Much like data retention, government claims about proposed supporting amendments to the ASIO Act, seen as a “step along the road” to data retention, come with scant evidence supporting their introduction.
The amendments, similar in scope to powers currently exercised by governments such as North Korea, radically expand ASIO’s surveillance powers by allowing them to outsource functions to private companies, spy on whole networks of computers, and introduce criminal sanctions for whistle-blowers that have the potential to land journalists in prison if they report on leaked material. Incidentally, in a concerning sign for those engaged in digital democracy, that would also include citizen journalists who republish leaked material.
Defending the proposed changes in a recent press conference, ASIO Director-General David Irvine cited ASIO concerns about the 70 so called “jihadist” Australians known to be fighting in the Syrian conflict.
Pushed for detail, Irvine claimed that ASIO concerns were limited to “some tens of people [who] have already returned”.
Taking into account a joint submission made to the inquiry into national security legislation by the Australian Mobile Telecommunications Association (AMTA) and the Communications Alliance which estimated that data retention would cost the telecommunications industry up to $700 million to implement, one wonders if the resources could be more effectively deployed without invading privacy of, well, everyone.
Additionally, further claims made by Minister Brandis that the ASIO Act, originally introduced in 1979, is largely obsolete in light of the modern information age, seem confusing in light of the major amendments passed by the Australian parliament after the September 2001 terrorist attacks in New York.
Of particular note during the period of post-September 11 reform are two changes to national security legislation made in 2011, originally dubbed the “Wikileaks Amendments”, that have since taken on a new meaning in light of revelations made by whistle-blower Edward Snowden of Australian involvement in US “mass surveillance”.
The 2011 amendments, among other things, radically expanded the power of ASIO to issue warrants and act on requests by Defence Signals Directorate (now ASD) and the Australian Secret Intelligence Service (ASIS) for collection of foreign intelligence within Australian borders.
These interception warrants link to provisions in the Telecommunications Interception Act which provide ASIO the power to tap any telecommunication infrastructure carrying “guided or unguided electromagnetic energy”.
It is arguable the warrants are so comprehensive that the only known form of communication device that could possibly be excluded from this definition, by way of its use of sound waves, are two cups and a length of string.
An essential ingredient in any healthy democracy is the ability for whistle-blowers to expose injustice without fear – this ingredient only becomes more important in an unhealthy democracy like Australia’s.
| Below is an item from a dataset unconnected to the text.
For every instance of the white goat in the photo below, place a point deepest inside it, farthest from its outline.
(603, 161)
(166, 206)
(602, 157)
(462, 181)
The proposed sanctions for journalists within the ASIO amendments, and the ease with which whistle-blowers could be discovered through data retention intel, are what has inspired the establishment of Media Direct.
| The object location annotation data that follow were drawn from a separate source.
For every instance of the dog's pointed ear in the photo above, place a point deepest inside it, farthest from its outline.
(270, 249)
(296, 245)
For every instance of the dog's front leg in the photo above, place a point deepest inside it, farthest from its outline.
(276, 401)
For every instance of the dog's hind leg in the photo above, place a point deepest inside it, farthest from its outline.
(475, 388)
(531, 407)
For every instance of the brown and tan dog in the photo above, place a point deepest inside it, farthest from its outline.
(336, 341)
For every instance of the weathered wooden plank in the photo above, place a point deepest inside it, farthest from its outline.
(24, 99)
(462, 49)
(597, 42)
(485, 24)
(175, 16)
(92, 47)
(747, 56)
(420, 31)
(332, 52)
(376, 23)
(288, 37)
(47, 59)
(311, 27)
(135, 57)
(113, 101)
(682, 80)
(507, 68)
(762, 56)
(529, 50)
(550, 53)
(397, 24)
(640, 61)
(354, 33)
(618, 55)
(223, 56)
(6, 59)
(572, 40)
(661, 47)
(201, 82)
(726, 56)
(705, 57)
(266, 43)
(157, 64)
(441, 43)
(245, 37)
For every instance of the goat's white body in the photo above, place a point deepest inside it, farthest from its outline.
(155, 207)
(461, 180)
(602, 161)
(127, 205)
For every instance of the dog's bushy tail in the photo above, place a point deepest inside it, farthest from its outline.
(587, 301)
Media Direct is a new media project designed to allow whistle-blowers to safely and anonymously communicate with journalists, away from prying eyes.
Utilising the TOR network, the system encrypts files selected by the whistle-blower and then sends them, via a series of sneaky node-bounces, to a journalist who can only access them via an encrypted system. There are no logs, and after two weeks the files are automatically destroyed.
Still in its infancy, the project has signed up journalists from The Age, Sydney Morning Herald, Crikey and The Australian.
Projects like Media Direct will hopefully show that in a world where the internet is ubiquitous feature of everyday life, democracy and technology come hand in hand.
The proposed data retention and ASIO amendments are morally dubious, economically foolhardy, and will represent a dark day for the “freedom” that people like George Brandis profess to hold dear.
Luke McMahon is a 3rd year JD student.